Et il est vrai qu’on se surprend vite à jongler avec les outils et naviguer dans les sphères sociales à géométrie variable qui grossissent ou rapetissent au fil du temps, avec quelques surprises à la clef – comme réaliser qu’on a cessé de correspondre avec un ami il y a dix-huit mois, ou que la rédactrice en chef de Rue89 est en passe de détrôner sa propre mère du podium des échanges épistolaires.

L’appli « Immersion » en vidéo (en anglais)

Et si l’on ajoute Skype ? Et Facebook ?

Passé l’amusement et la musique d’ascenseur de la vidéo promotionnelle, reste un certain malaise face à la puissance d’un tel outil. On imagine tout ce qu’un œil étranger qui se poserait sur le graphique pourrait apprendre de la vie de la personne bien réelle qui se cache derrière ces bulles.

Poussons le concept plus loin : maintenant qu’on a vu ce que pouvait fournir comme informations les simples métadonnées de Gmail, imaginons que l’on y ajoute celles des conversations Skype et Facebook, des relations sur les réseaux sociaux, des correspondances téléphoniques, recherches sur le moteur Google, applis smartphones téléchargées, des journaux lus et privilégiés et de toutes les transactions passées en ligne...

Résultat : un profil de la vie numérique, sociale et intellectuelle de tout individu utilisant la Toile, avec en première ligne ceux dont l’activité est intense et insouciante.

L’or de la décennie

Se pose enfin la question de l’usage fait de ces métadonnées. Car comme le souligne César Hidalgo, « tout le monde les traque ». Les métadonnées sont l’or de cette décennie : elles sont collectées tout à fait légalement et revendues à des annonceurs qui calibrent leur publicité sur le profil ainsi établi.

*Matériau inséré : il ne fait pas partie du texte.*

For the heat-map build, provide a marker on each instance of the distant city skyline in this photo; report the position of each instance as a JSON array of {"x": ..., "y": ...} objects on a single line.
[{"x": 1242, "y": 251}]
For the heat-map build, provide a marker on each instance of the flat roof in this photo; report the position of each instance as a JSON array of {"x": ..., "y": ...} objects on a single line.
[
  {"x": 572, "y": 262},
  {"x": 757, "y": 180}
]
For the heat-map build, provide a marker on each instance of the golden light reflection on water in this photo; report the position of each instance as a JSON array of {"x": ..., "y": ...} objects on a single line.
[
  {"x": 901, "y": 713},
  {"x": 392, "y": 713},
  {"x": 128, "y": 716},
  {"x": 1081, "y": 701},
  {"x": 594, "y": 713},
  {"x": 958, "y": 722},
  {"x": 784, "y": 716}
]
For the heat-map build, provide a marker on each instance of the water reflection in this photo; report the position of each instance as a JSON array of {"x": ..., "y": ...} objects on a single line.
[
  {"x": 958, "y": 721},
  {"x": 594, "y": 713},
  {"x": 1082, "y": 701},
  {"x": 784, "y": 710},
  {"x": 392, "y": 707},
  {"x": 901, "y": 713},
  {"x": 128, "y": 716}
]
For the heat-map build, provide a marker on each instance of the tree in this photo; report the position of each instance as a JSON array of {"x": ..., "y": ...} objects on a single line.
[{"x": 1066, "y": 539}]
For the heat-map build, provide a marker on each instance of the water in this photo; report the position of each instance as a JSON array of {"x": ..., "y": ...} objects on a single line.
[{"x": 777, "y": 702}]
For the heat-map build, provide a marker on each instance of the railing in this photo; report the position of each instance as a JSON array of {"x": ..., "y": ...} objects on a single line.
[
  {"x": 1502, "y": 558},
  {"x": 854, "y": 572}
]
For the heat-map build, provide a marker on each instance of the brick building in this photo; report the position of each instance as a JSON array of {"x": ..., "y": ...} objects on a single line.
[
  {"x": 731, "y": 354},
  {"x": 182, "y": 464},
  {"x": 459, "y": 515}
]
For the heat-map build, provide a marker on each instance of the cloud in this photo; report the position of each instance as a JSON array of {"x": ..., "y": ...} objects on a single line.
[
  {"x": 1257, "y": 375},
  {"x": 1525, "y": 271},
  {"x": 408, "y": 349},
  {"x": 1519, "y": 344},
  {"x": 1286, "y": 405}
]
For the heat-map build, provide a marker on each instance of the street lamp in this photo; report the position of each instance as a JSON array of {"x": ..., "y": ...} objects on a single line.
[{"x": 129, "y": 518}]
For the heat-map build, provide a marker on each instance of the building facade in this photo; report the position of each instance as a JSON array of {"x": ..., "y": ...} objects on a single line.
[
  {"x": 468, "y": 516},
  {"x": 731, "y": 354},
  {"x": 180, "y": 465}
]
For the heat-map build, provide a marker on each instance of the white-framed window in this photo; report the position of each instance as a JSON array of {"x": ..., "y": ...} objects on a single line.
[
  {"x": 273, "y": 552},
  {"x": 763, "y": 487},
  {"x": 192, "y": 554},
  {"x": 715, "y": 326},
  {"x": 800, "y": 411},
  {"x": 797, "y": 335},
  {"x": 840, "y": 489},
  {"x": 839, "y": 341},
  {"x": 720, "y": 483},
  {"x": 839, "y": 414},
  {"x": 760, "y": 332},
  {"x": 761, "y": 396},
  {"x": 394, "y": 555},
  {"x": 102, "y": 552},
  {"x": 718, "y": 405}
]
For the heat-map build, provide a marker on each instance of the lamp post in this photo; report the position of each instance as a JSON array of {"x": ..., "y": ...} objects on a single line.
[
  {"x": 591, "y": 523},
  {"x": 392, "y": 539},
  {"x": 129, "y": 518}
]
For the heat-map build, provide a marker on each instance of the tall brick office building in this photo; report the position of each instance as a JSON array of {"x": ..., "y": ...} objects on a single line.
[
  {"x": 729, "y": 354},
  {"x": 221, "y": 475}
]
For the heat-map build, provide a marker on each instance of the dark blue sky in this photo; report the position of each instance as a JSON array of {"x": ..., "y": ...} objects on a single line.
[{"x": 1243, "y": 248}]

Un commerce florissant dont les internautes, qui en sont l’origine et la cible, ne voient pas un dollar et ignorent totalement qui détient – et exploite – les fragments de leur vie numérique.

La métadonnée fait rapetisser la Toile

Autre problème : la métadonnée fait rapetisser la Toile. Le moteur de recherche Google ou les sites marchands vont orienter les recherches de l’internaute selon le profil qu’ils en auront dressé. Le but est de l’orienter vers ce qu’il est susceptible d’apprécier le plus, ce qui correspond le mieux à son cercle social ou son emplacement géographique.

Les résultats d’une recherche ne seront donc pas les mêmes selon les individus, chacun se heurtant à une bulle en verre bâtie par des algorithmes eux-mêmes bâtis sur les métadonnées. Un système assez éloigné des aspirations de liberté et d’universalité qui ont fondé Internet.